She Has a Name is a play about human trafficking written by Andrew Kooman in 2009 as a single act and expanded to full length in 2010. It is about the trafficking of children into sexual slavery and was inspired by the deaths of 54 people in the Ranong human-trafficking incident. Kooman had previously published literature, but this was his first full-length play. The stage premiere of She Has a Name was directed by Stephen Waldschmidt in Calgary, Alberta in February 2011. From May to October 2012, She Has a Name toured across Canada. In conjunction with the tour, A Better World raised money to help women and children who had been trafficked in Thailand as part of the country's prostitution industry. The first performances of She Has a Name in the United States took place in Folsom, California in 2014 under the direction of Emma Eldridge, who was a 23-year-old college student at the time.
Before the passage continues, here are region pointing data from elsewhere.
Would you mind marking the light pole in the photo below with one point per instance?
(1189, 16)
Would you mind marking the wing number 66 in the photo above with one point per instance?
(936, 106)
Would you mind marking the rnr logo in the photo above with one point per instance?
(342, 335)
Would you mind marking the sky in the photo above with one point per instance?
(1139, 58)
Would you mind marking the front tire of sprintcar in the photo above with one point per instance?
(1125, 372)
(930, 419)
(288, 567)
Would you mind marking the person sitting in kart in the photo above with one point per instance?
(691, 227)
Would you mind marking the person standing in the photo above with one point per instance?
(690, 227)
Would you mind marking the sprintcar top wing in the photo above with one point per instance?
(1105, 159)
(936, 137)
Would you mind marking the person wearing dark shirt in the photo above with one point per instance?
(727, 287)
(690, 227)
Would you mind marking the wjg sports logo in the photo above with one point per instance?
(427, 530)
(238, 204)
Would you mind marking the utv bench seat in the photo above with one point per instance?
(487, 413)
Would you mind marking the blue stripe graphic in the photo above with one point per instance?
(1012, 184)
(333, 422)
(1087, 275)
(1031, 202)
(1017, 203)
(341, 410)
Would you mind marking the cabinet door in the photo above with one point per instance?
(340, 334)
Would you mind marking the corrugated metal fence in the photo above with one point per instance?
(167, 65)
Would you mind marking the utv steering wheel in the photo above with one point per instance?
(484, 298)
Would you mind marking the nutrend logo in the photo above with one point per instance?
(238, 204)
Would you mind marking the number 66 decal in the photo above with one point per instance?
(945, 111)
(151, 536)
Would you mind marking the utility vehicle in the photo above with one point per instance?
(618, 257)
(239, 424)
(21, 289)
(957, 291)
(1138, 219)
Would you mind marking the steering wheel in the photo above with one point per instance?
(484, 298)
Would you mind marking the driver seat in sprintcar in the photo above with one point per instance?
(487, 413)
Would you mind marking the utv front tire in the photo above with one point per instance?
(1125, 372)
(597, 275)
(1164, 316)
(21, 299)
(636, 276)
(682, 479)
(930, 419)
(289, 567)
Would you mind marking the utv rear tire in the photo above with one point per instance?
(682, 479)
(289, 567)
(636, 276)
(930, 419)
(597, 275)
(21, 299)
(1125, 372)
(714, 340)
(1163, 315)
The script calls for five actors to portray ten characters. The two main characters are Jason, a young Canadian lawyer; and Number 18, a young female prostitute who claims to be fifteen years old and has been a prostitute for six years. The drama centers on Jason's infiltration of a brothel ring that is trafficking girls into Bangkok. Jason comes to believe that Number 18 could be a key witness to a human trafficking incident and tries to gain her trust and persuade her to testify against the ring. The victimized child in the play is known only by the number 18 to reflect that traffickers often dehumanize their victims by giving them a new name or simply a number, which in some cases is branded onto the victim's body. Waldschmidt said he hoped that She Has a Name will educate Canadians about human trafficking and motivate them to act on what they learn, thereby turning them into anti-sexual slavery activists.